The thing with panels is they can get extremely annoying, even when utilizing Solo Mode or even other more useful hidden Lightroom Shortcuts. It may not be a factor of speed per say, but if you're scrolling through images or using Survey Mode for image selection, chances are all those panels will get in the way and be a distraction.
Instead, you can hide all those annoying panels by pressing Tab and hissing Shift + Tab to then hide them all. This will leave only your images on the screen, making it that much more useful and fluid when selection images.
Much like panels, sliders can also become a hassle. If you open up any tools from the Develop Module, like the Gradient Filter or Adjustment Brush, the sliders remain in the position the tool was used at. Thankfully there's hidden Lightroom shortcuts for that!
To simplify tools and reset sliders, double-click Effect in the upper left hand corner of the toolbox. It's also highly useful when using individual adjustment sliders, but you can click the slider's title to reset it back to zero if need be.
Somewhat similar to the library module, Survey Mode is a simplifying method in the hidden Lightroom shortcuts no one knows about. Some people like using flags, stars, or color ratings, but there's hidden Lightroom shortcuts for that instead!
To ensure you're not editing photos that only look similar, or choosing the wrong one to begin with, you can press N on the keyboard to bring up what's called Survey Mode. This will let you compare photos as easily as ever, by displaying all selected images at once. Simply click on the "X" shown to rid your screen of any particular image still present and you're good to go.
As in most side panels, there's always some shortcut in making them see-able and invisible. This goes for a myriad of features on Lightroom, many of which people have no idea there's some hidden Lightroom shortcuts to be used in easing one's use of the program. While in use, try not to make any portrait retouching mistakes all amateurs make, since it's easy when utilizing this system.
Paint overlay is nothing but gradient filters and adjustment brushes (both of which are actually relatively important in photo editing and Lightroom CC). By pressing the O button on your keyboard, you can toggle the paint overlay system, lighting it up in red. You'll be able to tune up adjustments and make fixes without worrying about your previous additions. Press O again and overlay will be shut off.
Showing and Hiding Pins
Much like both panels and the paint overlay, pins can also be utilized in way that is filled with hidden Lightroom shortcuts. Pins are simply a somewhat subset of what your history is on a certain project; the use of an Adjustment Brush or gradient tools will drop a pin on the image, this way you know what's been edited and fixed up as you are working.
There's also a sweet way to utilize this function in a more profound concept, like pressing the H key.
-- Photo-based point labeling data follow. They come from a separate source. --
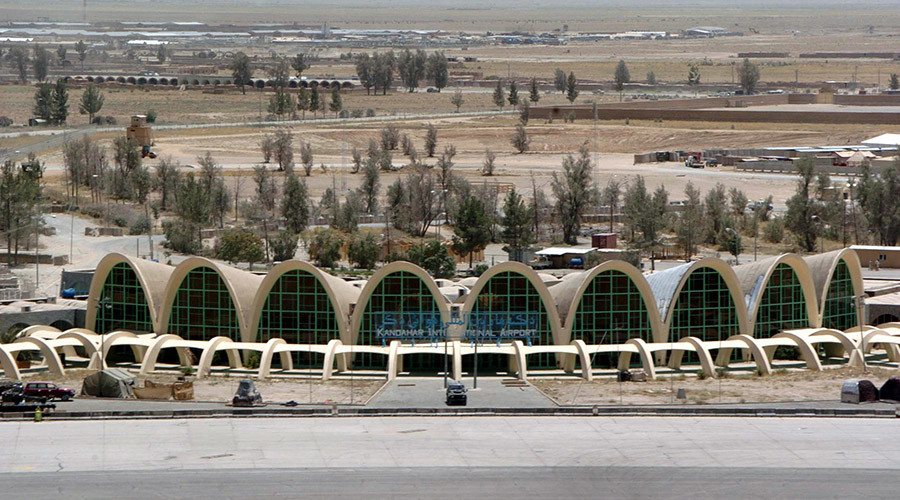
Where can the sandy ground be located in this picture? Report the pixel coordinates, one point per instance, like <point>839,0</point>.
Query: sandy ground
<point>746,387</point>
<point>221,388</point>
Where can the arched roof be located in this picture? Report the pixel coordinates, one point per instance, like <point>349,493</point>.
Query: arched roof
<point>754,277</point>
<point>528,273</point>
<point>153,277</point>
<point>242,287</point>
<point>375,280</point>
<point>666,286</point>
<point>569,291</point>
<point>822,267</point>
<point>340,293</point>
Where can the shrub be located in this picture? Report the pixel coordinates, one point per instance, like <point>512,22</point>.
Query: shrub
<point>140,225</point>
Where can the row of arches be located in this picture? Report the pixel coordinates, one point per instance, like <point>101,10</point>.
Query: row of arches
<point>609,304</point>
<point>259,83</point>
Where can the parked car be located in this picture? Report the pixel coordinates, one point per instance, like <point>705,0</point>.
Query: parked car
<point>47,390</point>
<point>456,394</point>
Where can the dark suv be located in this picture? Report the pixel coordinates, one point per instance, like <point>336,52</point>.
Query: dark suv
<point>47,390</point>
<point>456,394</point>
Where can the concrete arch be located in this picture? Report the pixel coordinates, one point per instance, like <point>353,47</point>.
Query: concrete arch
<point>51,357</point>
<point>148,364</point>
<point>241,285</point>
<point>668,302</point>
<point>822,267</point>
<point>568,296</point>
<point>152,276</point>
<point>754,278</point>
<point>340,294</point>
<point>394,267</point>
<point>528,273</point>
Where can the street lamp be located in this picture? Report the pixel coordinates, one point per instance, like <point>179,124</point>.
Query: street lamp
<point>734,246</point>
<point>818,220</point>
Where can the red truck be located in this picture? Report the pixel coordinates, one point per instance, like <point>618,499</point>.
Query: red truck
<point>47,390</point>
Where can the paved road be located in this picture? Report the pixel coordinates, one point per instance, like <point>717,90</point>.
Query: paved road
<point>448,456</point>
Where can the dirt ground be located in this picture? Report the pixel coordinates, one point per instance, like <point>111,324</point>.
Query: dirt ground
<point>222,389</point>
<point>746,387</point>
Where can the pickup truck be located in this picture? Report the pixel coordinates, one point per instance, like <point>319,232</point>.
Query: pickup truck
<point>46,390</point>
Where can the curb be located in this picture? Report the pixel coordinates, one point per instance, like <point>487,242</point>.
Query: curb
<point>459,412</point>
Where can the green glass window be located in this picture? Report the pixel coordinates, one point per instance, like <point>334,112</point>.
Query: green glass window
<point>840,307</point>
<point>203,307</point>
<point>123,304</point>
<point>401,307</point>
<point>705,308</point>
<point>298,310</point>
<point>611,311</point>
<point>509,306</point>
<point>783,304</point>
This ensures that all the pins showcasing your work can be hidden at the press of a key, same goes for depressing it another time. Using H to both show and hide pins is among tips for creating the best long exposure photos, since otherwise you won't be able to see the picture with all those damn pins in the way.
Collections in Lightroom CC is probably one of the most advanced features, for it gives you a plethora of accessibility in the form of folders and hard drives. This is not among hidden Lightroom shortcuts that move your photos, it makes a reference to them for easier discovery.
You can find Collections in the Develop or Library modules, but when choosing the images, the process can become slowed and annoying, especially if you have many pictures or a large variety of shoots. Instead, click on "Set as Target Collection" when choosing the collection folder you prefer. Then press B on the keyboard to select the particular images you want added. Remember, though, you will have to change the Target Collection for your next shoot, so photos don't get mixed up together.